Refreshing thread. I was always quite surprised at the harshness and expectations that SM shouldn't complain despite the disproportionate sacrifices many make. I wonder if it's sneaking envy in some cases in acknowledgement that it is a tough job. There is definitely sexism at play too in that a SM is fair game but a SD is a saint.
In my case DSD was f/t resident, so I did the giving, emotional support, financial provision (house, hols etc) and bore stiff upper lip against occasional rudeness. Not perfect just my best, like most parents. As many have said if the resident parent ignores poor behaviour it undermines everything. And this has made things increasingly difficult over the years, esp now we have younger DS and DD, since DSD has become more vocally rude when visiting (living with bf the last couple years). DH will not confront her but rips a strip off our DC (15 years younger!) if they're rude to me.
I became a stepchild at the same age as DSD did, 11, and although my DSF (and mum) have their grumbles about each other, my mum and I always big up my DSF in our conversations.

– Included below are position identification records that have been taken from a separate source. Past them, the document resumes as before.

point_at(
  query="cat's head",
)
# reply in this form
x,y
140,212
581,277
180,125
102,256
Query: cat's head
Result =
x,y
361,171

They're not an overly PDA couple but they respect and love each other and although I was a little shit at times in my earlier years, I never got the impression I could come between them or diss DSF. My DH also was raised by his mum and DSF from a much earlier age and it was v rocky and DH has admitted his over protective attitude towards DSD is due to not wanting to repeat that cycle, but it really hasn't served her well.
So I've come here for support just a handful of times over the last few years, posting as positively and child centred as possible, and although I've not received aggression, there's been a polite sense of, so what?